Hales also DJs in his downtime, what he refers to as “just for fun, really.” He collects music that he can play; typically dance floor records from the late 50s to the 80s.
“I mean, I like everything,” chuckled Hales. “I also have classical records, Brazilian records, Folk, Blues and all kinds of different styles. I like something of just about everything. I’m a music lover so I did this to just keep learning and making new discoveries.”
Hales opened his first shop on the corner of Forest and Second, in the basement of Forest Arms Apartments just south of Wayne State University. In 2008, the apartments burned down due to arson, leaving Hales’ store, and his impressive collection of 78s and 45s, destroyed.
“We moved everything that we could salvage to my home and tried operating out of there for six months while we looked for a new place.”
He reopened his store on Woodward and Peterboro then moved again to Woodward and Alexandrine in the Majestic Compound next to the Garden Bowl. Finally, Hales settled just outside of Eastern Market on Gratiot, opening what is referred to as Peoples East Records, housing an impressive collection of secondhand vinyl and the greatest Jazz and R&B records in the city of Detroit.
“We have two places at once now,” explained the owner, “the shop on Livernois (Peoples North) and the shop on Gratiot (Peoples East), which is also home for the MAHS Museum: Michigan Audio Heritage Society.”
MAHS is a collection of Michigan music artifacts, like photographs, print items such as contracts, checks and signatures; all things that pertain to the history of music in Michigan.
Most of the display cases and shop walls are covered with Hales’ findings; however, he admits he does receive donations.
“I just couldn’t keep all this stuff in boxes at my house, where only I and a few friends would see it,” Hales said. “They’re cultural treasures.
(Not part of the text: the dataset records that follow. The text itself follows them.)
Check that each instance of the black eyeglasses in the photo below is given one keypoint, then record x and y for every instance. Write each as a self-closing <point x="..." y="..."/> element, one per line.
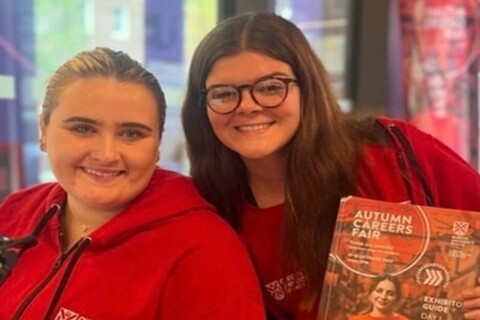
<point x="267" y="92"/>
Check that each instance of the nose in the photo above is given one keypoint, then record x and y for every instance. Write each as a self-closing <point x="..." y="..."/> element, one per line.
<point x="247" y="103"/>
<point x="105" y="149"/>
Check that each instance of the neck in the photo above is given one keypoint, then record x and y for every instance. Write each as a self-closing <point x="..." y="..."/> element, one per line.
<point x="79" y="221"/>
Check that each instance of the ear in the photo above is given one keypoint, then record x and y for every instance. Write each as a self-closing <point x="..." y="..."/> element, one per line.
<point x="42" y="134"/>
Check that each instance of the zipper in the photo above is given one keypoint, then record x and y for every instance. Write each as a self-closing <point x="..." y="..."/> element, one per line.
<point x="82" y="244"/>
<point x="77" y="249"/>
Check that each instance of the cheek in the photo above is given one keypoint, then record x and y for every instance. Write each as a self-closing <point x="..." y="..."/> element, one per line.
<point x="217" y="122"/>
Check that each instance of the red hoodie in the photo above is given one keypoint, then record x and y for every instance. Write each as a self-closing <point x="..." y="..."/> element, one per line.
<point x="167" y="256"/>
<point x="386" y="173"/>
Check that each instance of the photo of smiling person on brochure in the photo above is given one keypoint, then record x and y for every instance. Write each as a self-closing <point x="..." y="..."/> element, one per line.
<point x="116" y="237"/>
<point x="270" y="148"/>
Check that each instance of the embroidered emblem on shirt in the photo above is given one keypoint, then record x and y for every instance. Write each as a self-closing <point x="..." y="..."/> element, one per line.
<point x="65" y="314"/>
<point x="280" y="288"/>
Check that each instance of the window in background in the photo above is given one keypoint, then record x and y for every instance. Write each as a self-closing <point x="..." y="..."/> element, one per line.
<point x="161" y="34"/>
<point x="326" y="25"/>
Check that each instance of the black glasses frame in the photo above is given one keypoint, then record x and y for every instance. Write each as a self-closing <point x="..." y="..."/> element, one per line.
<point x="250" y="87"/>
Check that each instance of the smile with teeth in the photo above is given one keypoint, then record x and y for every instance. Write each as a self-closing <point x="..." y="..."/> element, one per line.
<point x="103" y="174"/>
<point x="253" y="127"/>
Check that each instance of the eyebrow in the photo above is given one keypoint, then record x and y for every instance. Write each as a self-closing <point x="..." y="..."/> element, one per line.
<point x="122" y="125"/>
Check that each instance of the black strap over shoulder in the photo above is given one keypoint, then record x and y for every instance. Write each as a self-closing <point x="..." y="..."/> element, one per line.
<point x="399" y="138"/>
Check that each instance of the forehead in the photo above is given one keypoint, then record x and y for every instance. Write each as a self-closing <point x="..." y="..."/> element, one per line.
<point x="246" y="66"/>
<point x="106" y="97"/>
<point x="386" y="285"/>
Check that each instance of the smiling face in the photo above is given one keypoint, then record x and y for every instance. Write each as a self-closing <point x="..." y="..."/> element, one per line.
<point x="383" y="297"/>
<point x="252" y="131"/>
<point x="102" y="142"/>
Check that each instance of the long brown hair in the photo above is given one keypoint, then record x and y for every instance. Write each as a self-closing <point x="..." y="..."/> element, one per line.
<point x="322" y="154"/>
<point x="102" y="62"/>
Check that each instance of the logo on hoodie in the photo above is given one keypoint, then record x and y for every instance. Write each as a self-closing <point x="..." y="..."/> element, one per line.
<point x="65" y="314"/>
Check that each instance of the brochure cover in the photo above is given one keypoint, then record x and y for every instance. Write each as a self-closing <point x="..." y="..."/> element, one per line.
<point x="399" y="261"/>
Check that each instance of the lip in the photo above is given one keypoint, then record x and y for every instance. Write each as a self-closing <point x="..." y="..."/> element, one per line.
<point x="254" y="127"/>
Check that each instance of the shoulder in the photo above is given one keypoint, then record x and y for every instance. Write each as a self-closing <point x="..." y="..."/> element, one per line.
<point x="22" y="209"/>
<point x="32" y="195"/>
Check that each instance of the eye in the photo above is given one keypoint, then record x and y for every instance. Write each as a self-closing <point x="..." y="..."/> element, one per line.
<point x="82" y="129"/>
<point x="270" y="87"/>
<point x="222" y="94"/>
<point x="132" y="134"/>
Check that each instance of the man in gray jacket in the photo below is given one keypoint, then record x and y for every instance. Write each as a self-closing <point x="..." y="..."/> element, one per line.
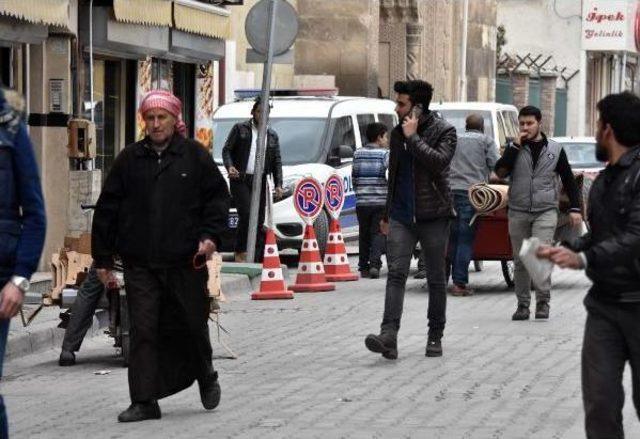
<point x="534" y="164"/>
<point x="474" y="160"/>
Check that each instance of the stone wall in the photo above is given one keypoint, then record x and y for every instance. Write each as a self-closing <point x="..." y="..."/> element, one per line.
<point x="340" y="38"/>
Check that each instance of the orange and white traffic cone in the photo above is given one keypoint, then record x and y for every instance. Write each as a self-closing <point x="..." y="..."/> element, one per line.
<point x="336" y="262"/>
<point x="272" y="284"/>
<point x="311" y="276"/>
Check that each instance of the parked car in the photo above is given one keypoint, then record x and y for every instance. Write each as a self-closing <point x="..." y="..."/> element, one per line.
<point x="318" y="136"/>
<point x="581" y="154"/>
<point x="500" y="120"/>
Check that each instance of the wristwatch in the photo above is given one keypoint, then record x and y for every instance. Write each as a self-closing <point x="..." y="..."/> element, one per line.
<point x="22" y="283"/>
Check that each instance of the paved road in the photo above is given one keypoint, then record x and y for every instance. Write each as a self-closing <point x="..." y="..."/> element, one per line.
<point x="303" y="372"/>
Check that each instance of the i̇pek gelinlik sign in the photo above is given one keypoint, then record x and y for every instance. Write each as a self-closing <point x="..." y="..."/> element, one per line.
<point x="611" y="25"/>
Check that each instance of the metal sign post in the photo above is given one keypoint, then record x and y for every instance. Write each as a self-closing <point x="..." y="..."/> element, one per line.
<point x="275" y="44"/>
<point x="256" y="190"/>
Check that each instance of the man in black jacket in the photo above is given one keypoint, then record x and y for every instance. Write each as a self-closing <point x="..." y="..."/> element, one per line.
<point x="610" y="253"/>
<point x="419" y="207"/>
<point x="239" y="156"/>
<point x="162" y="208"/>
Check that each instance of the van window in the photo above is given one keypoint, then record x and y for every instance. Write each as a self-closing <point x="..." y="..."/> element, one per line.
<point x="511" y="123"/>
<point x="363" y="122"/>
<point x="457" y="118"/>
<point x="502" y="134"/>
<point x="388" y="119"/>
<point x="343" y="133"/>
I want people to see them like that. So we want to help educate people and maybe they’ll investigate and poke around and hear something they like.”
Hales described the musical reputation of Detroit, quoting the phrase, “A prophet is never appreciated in their own town.”
“These obscure artists don’t get their due here at home, although they’re appreciated really far away,” he explained. “A lot of these artists you won’t see in the Detroit Historical Museum or the Motown Museum. A lot of the people really come to Michigan because of the music.”
There are two locations where you can check out the most unique collection of secondhand vinyl. Peoples East is located at 1464 Gratiot Ave. and is open Monday – Saturday from 11:00 a.m. – 7:00 p.m. Peoples North is located at 20140 Livernois and is open Monday – Saturday from noon – 5:00 p.m.